| Qualification Type: | PhD |
|---|---|
| Location: | Loughborough |
| Funding for: | UK Students, International Students |
| Funding amount: | £20,780 per annum (2025/26 rate) |
| Hours: | Full Time |
| Placed On: | 6th January 2026 |
|---|---|
| Closes: | 16th February 2026 |
| Reference: | FP-SA26-PL |
Unmanned aerial and surface platforms are increasingly deployed for maritime monitoring, environmental assessment, search-and-rescue, and pollution detection. However, water surfaces are highly dynamic, optically unpredictable environments, dominated by waves, specular reflection, cloud-dependent illumination, and variable scattering. These factors significantly degrade sensor reliability, leading to missed detections, unstable feature extraction, and reduced confidence in data interpretation. Current perception pipelines treat observations as direct ground truth, yet at sea the visual signal is a complex mixture of physical inputs. There is therefore an urgent need to decouple these influences and develop laboratory-reproducible ocean optics, enabling scalable, interpretable, and repeatable sensing over open water.
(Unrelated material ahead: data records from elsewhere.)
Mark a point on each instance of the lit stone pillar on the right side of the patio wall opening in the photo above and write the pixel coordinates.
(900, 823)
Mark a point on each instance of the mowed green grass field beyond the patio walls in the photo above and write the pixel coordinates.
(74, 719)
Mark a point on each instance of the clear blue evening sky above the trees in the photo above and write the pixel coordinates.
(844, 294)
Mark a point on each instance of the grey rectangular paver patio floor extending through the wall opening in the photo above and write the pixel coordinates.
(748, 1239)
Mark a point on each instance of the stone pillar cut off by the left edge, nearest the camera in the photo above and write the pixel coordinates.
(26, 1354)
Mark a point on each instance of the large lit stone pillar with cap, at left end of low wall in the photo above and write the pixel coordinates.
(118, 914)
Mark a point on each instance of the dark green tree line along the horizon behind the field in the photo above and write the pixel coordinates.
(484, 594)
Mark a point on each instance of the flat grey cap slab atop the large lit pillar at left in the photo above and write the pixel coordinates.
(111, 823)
The central challenge lies in recovering reliable environmental parameters from water-surface imagery in which multiple physical factors are tightly coupled. Illumination angle, spectral composition, wave geometry, surface reflection and cloud attenuation jointly shape the visual signal, making it difficult to attribute observed features to any single cause. Moreover, the dynamic and highly transient nature of waves prevents temporal consistency, hindering conventional feature tracking or motion estimation. Strong specular highlights further obscure texture, producing information-loss that standard enhancement or de-reflection methods cannot robustly recover. Compounding this, there is no scalable source of paired datasets linking environmental conditions and optical observations, which limits supervised inverse modelling and highlights the need for controlled ocean-surface optics simulation facilities.
This project introduces a physics-informed inverse modelling framework that decouples multi-factor water-surface imaging through deep neural inference and optical priors. A controlled experimental platform will replicate ocean surface optics in a large water-tank facility, generating paired datasets across variable illumination, wave states and turbidity, enabling hybrid deep-learning and iterative optimisation solutions with clear lab-to-field transferability.
Entry requirements:
We are looking for an enthusiastic, self-motivated candidate with a 1st or high 2:1 degree in robotics, computer science, physics, mechanical engineering, electrical and electronic engineering or a related field. Candidates should have programming experience and a strong interest in artificial intelligence, robotic systems, and optics. A passion for applying technological solutions to real-world challenges is essential.
English language requirements:
Applicants must meet the minimum English language requirements. Further details are available on the International website.
Funding information:
The studentship is for 3 years and provides a minimum tax-free stipend of £ 20,780 per annum (2025/26 rate) for the duration of the studentship plus university tuition fees.
Funding will be awarded on a competitive basis and is not guaranteed; availability will depend on the outcome of the selection process and subject to final approval by the University.
The following selection criteria will be used by academic schools to help them make a decision on your application.
How to apply:
All applications should be made online. Under programme name, select Electronic, Systems and Electrical Engineering. Please quote the advertised reference number: FP-SA26-PL in your application.
Applications must include a personal statement, up-to-date curriculum vitae (CV), details of two referees (one from your highest degree qualification), certified certificates and transcripts for all completed degree programmes, and a reference to the project FP-SA26-PL. Submission of a Research Proposal is not essential but may strengthen your application. Incomplete applications received after the closing date may not be considered for interview.
Shortlisted candidates will be contacted for an interview, which are expected in February/early March 2026.